The Middletown Press (Middletown, CT)

Teacher strikes past and present

- ANDY PIASCIK

Thirty-four thousand public school teachers in Los Angeles went on strike on Monday. Their strike comes on the heels of the inspiring teachers’ strikes in numerous states and Puerto Rico last year. In every instance, there was a tremendous degree of unity, participat­ion was robust, rallies were large and spirited, very few teachers crossed picket lines and the public was overwhelmi­ngly supportive.

The themes of all the strikes have been the same: better wages and benefits for teachers and other staff who often have not gotten raises in many years, pushback against dramatic cuts in funding for schools, no more underminin­g public education through the privatizat­ion charter schools scam, and an end to class war on workers and unions.

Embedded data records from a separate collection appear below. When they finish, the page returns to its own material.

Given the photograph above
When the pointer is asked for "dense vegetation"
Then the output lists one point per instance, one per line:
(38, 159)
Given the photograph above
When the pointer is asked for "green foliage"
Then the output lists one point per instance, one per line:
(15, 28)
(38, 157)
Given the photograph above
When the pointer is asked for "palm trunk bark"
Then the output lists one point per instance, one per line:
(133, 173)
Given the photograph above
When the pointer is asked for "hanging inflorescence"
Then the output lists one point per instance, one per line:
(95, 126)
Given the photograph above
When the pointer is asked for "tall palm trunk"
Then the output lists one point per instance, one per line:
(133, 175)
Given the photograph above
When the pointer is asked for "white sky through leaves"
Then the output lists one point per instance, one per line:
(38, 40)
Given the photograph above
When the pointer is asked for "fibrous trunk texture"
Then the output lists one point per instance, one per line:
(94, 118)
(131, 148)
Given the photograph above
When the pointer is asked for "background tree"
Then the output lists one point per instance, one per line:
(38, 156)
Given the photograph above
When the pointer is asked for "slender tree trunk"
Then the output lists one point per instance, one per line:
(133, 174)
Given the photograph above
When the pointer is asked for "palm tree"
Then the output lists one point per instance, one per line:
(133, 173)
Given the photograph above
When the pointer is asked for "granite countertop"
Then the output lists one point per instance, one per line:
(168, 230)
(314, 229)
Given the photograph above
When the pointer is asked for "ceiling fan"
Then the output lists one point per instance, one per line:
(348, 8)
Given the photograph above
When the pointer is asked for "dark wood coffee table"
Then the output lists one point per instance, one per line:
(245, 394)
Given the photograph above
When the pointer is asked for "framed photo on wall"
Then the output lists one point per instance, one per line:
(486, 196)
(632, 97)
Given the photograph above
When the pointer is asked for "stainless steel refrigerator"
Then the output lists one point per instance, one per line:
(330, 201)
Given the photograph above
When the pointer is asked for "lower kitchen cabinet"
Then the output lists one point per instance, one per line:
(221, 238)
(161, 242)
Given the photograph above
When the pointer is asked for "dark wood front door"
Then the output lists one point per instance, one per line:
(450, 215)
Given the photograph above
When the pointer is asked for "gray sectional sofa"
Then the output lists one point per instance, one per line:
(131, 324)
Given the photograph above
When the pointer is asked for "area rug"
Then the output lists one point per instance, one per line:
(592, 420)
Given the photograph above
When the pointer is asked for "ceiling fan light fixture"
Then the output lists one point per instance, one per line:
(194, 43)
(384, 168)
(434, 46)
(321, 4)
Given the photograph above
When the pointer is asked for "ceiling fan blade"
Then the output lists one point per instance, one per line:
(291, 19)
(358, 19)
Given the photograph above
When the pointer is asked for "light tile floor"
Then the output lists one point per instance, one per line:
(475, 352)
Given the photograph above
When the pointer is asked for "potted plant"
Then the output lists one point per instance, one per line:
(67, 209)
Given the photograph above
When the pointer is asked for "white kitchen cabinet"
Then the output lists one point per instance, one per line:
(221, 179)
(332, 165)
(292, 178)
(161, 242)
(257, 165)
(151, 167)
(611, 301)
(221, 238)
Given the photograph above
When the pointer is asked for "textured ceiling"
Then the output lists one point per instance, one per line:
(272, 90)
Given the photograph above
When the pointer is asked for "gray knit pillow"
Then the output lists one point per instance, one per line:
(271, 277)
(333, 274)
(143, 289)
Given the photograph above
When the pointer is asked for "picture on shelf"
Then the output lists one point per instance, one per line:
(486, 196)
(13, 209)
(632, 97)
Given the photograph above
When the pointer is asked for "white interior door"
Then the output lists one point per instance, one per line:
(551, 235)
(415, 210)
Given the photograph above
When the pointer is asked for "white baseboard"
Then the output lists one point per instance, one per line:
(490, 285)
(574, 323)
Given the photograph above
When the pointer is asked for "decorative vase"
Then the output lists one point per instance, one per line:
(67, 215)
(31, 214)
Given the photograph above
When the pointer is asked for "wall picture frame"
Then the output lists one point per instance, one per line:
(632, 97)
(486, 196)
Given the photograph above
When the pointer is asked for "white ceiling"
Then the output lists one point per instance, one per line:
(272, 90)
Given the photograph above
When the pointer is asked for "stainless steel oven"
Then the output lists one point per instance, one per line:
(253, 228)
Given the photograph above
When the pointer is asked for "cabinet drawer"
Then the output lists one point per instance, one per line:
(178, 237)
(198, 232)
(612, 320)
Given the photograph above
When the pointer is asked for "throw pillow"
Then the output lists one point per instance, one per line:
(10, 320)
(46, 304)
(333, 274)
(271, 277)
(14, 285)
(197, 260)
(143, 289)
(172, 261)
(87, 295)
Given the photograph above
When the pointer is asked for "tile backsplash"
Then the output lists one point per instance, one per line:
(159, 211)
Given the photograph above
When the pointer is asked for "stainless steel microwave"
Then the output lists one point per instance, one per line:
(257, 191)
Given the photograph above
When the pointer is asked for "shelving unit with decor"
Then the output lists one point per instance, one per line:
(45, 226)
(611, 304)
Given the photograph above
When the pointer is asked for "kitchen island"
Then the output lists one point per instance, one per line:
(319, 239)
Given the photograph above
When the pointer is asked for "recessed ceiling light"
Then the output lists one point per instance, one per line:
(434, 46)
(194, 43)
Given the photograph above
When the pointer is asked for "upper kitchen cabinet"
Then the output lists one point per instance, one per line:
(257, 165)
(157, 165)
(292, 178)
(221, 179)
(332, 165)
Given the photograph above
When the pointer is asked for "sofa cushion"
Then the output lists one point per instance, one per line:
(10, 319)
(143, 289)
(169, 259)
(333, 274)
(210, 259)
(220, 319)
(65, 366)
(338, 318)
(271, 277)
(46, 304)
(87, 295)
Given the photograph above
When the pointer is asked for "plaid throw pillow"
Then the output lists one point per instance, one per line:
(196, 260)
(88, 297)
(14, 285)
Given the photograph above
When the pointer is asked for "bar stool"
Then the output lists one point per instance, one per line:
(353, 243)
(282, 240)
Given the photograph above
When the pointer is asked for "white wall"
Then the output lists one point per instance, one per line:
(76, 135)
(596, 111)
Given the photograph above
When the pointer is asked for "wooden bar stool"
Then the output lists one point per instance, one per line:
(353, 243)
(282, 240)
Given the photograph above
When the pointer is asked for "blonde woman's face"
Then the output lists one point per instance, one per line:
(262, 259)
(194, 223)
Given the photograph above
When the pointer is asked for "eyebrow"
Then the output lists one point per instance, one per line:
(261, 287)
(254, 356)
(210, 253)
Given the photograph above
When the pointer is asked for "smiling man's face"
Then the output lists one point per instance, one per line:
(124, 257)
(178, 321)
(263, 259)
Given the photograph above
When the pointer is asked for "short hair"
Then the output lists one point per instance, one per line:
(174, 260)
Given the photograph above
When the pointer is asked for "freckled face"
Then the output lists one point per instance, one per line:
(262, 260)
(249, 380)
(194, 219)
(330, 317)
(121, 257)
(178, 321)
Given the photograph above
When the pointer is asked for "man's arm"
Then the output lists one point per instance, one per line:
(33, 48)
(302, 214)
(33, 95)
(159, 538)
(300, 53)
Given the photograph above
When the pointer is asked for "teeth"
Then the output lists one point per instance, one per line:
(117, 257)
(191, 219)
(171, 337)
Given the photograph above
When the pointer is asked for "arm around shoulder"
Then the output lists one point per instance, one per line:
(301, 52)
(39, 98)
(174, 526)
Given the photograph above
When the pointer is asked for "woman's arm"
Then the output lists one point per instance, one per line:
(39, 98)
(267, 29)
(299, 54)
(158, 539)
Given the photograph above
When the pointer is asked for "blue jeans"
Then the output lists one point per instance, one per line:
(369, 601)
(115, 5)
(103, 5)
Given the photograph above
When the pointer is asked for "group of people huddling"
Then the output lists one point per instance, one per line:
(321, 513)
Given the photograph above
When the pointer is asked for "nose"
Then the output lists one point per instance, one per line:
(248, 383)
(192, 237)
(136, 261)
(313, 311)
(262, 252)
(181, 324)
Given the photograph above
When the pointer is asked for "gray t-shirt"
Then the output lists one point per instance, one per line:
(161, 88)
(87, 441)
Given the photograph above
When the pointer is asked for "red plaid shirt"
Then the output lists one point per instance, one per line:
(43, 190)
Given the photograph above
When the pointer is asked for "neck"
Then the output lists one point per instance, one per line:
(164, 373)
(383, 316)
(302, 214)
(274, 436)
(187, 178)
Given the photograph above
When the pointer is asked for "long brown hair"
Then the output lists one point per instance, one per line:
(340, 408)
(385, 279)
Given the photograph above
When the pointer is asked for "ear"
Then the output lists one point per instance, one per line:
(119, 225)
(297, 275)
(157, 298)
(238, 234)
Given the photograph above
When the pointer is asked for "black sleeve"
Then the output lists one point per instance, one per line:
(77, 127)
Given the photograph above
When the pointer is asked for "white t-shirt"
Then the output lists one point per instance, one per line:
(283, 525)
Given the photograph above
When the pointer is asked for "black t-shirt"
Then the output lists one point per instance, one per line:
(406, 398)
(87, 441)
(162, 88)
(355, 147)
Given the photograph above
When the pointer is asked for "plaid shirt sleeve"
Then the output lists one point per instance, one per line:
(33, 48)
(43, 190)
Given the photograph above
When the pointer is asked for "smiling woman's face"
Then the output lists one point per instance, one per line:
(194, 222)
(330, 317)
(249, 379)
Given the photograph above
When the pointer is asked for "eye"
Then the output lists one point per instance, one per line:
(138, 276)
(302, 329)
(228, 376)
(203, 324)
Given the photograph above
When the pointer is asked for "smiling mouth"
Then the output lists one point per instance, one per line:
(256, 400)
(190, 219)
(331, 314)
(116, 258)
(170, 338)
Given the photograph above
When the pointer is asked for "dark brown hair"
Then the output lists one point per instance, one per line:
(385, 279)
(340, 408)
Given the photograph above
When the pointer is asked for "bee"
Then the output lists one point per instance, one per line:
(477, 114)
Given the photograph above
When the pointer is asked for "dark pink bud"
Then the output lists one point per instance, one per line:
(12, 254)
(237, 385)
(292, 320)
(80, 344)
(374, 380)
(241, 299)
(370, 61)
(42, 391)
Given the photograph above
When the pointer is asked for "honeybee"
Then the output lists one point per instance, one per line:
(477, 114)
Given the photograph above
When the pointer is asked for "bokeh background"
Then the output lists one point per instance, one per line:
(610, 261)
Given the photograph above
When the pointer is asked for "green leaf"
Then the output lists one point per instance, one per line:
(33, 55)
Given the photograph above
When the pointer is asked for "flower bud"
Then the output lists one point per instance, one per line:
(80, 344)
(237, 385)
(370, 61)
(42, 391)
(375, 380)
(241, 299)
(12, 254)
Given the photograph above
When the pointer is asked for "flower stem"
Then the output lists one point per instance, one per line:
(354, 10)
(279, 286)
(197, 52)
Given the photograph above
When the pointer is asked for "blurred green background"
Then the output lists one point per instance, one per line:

A number of the strikes also specifical­ly called attention to the massive bipartisan transfer of public wealth via tax reductions on corporatio­ns and the super rich, plant closures, union-busting and an unconscion­able military budget. Perhaps the most remarkable feature of all the strikes was the primary role played by rank-and-file teachers, often in conflict with union bureaucrat­s. That speaks well to the possibilit­y for desperatel­y needed changes in organized labor’s willingnes­s to fight back against a ruling class that grows ever more predatory.

Bridgeport 1978

The recent strikes bring to mind another in Bridgeport just over 40 years ago. Just like the recent strikes, the one in Bridgeport was part of a nationwide strike wave that was widely supported by the public. In addition, the issues of better staff compensati­on, better schools and a commitment to public were the same. And because of the intransige­nce of the Board of Education, government officials and the courts, the Bridgeport strike was the most contentiou­s teachers’ strike in many decades.

Five days into the strike, 13 teachers were arrested, handcuffed and carted off to jail, the men to a prison in New Haven and the women to one in Niantic 60 miles away. Those arrested endured degradatio­ns such as strip searches and being doused with lice spray. Adding further insult, fines of $350 per person per day were imposed on the arrestees. Angered by the arrests and the teachers’ treatment, the strikers turned out to the picket lines in ever larger numbers and with greater determinat­ion. All told, 274 teachers were arrested, 22 percent of the total in the city.

As prison space became scarcer, the arrestees were packed onto buses and taken 70 miles to a National Guard camp that was converted into a makeshift jail. With teachers still standing firm after 14 school days, the teachers union and Board of Ed agreed to binding arbitratio­n. All teachers were released from prison and the final agreement was largely favorable to the teachers.

In the strike’s aftermath, the Connecticu­t legislatur­e passed the 1979 Teacher Collective Bargaining Act that mandates binding arbitratio­n when teachers and municipali­ties are stalemated in contract negotiatio­ns. It remained illegal for teachers to strike, however (as it remains today), and changes to the law such as one that allows municipali­ties but not unions to reject the decision of an arbitrator have weakened the bargaining position of teachers.

Moving forward

Teachers who struck last year have a greater sense of purpose and stronger organizati­ons than any time before, and many have carried that energy forward. Teachers in several states, for example, rebuffed efforts to pay for improved salaries and benefits with cuts to programs for the working class as a whole. Mainstream commentato­rs who regard union workers as a special interest group exclusivel­y concerned with their own well-being had no idea what to do with that one. Also of note is that, in large part because of the insistence of the teachers, the contractua­l gains won by some of the strikes included all other school workers, and non-union supervisor­s in at least several states overwhelmi­ngly supported the strikes.

One important challenge teachers from Connecticu­t to Los Angeles must confront is that underfundi­ng of education has proceeded at a faster pace in places with higher percentage­s of students of color, particular­ly African Americans. Seriously addressing this point and developing strategies accordingl­y will go a long way in determinin­g how effective all of those efforts will be. Given events of the last nine months, there are good reasons to believe teachers will continue the revitaliza­tion of social justice movements essential to creating a better society.

Bridgeport native Andy Piascik is a longtime activist and award-winning author whose most recent book is the novel In Motion.